Er erzählte auch gern, wenn andere Sammler Angélique lobten. Zum Beispiel, weil sie groß und kräftig genug war, lebende Mäuse zu verschlingen, und zwar nicht nur die blinden Babys, die sich nicht wehren konnten. Mutter mochte nicht, wie Thomas über Angélique sprach. Kim sah es in ihren Augen.
Der Lichtschalter rechts. Kim drückte darauf.
„Oh Gott.“
Thomas hatte Schätze gesammelt wie ein gieriger Pirat. Kein Stück Wand lag mehr hinter den Terrarien frei. Die meisten Bewohner hatten sich in ihre Bauten zurückgezogen. Ein Tausendfüßler, noch länger und dicker als der, der ihr damals über den Fuß gekrabbelt war, tastete sein Gefängnis mit den Fühlern ab.
An der Wand direkt geradeaus, auf dem Regal in der Mitte, stand das Kronjuwel.
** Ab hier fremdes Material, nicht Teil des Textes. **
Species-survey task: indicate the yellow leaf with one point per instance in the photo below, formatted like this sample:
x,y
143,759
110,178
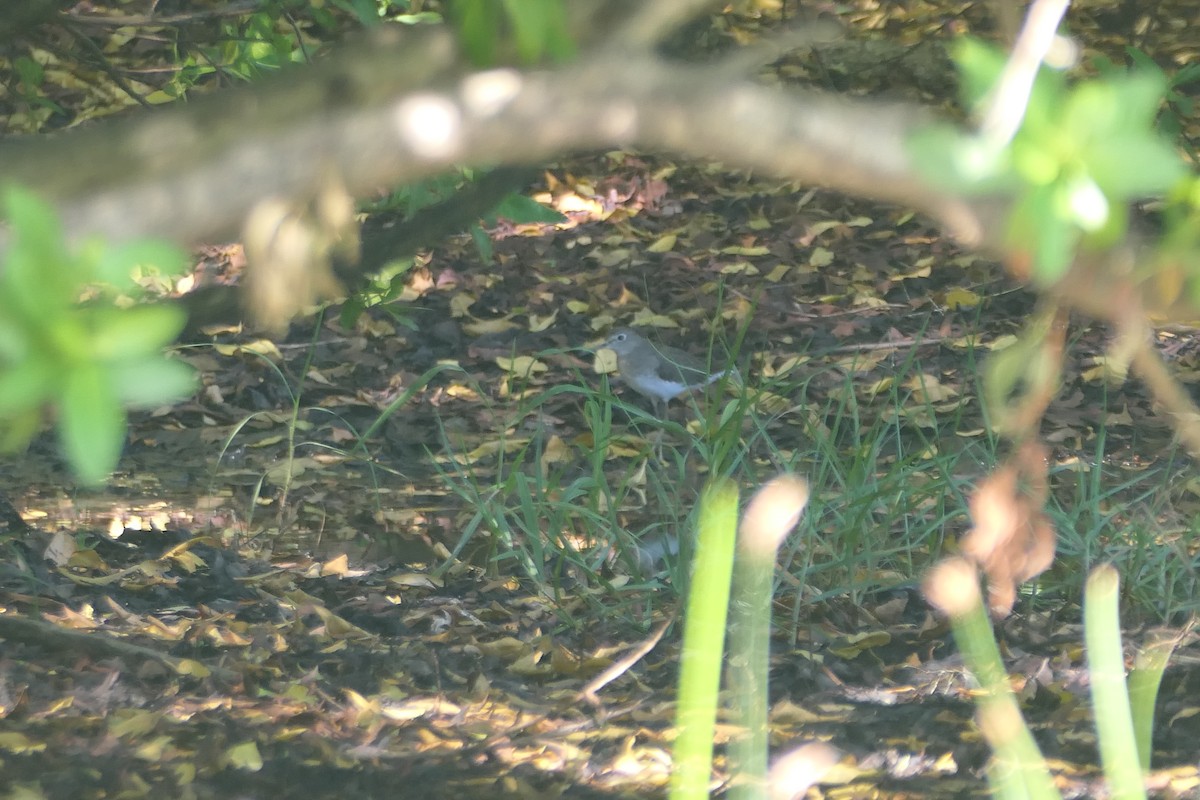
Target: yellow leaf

Kim ging darauf zu und vergaß die kleinen Monster um sich herum. Es gab nur sie beide.
Angélique hatte sich in ihren Ast verkrochen. In der Ecke lag ein kleines Männchen auf dem Rücken, mit angezogenen Beinen. Ficken war gefährlich in Angéliques Welt. Thomas machte mit ihr also immer noch ganz gut was nebenbei.
„Groß sind wir beide geworden, du Schlampe.“
Ein Bein ragte aus dem Ast hervor. Angélique hatte die Höchstmarke erreicht. Vielleicht war sie sogar schon darüber hinaus.
Das Bein zuckte wie bei einem träumenden Hund. Kim erschrak.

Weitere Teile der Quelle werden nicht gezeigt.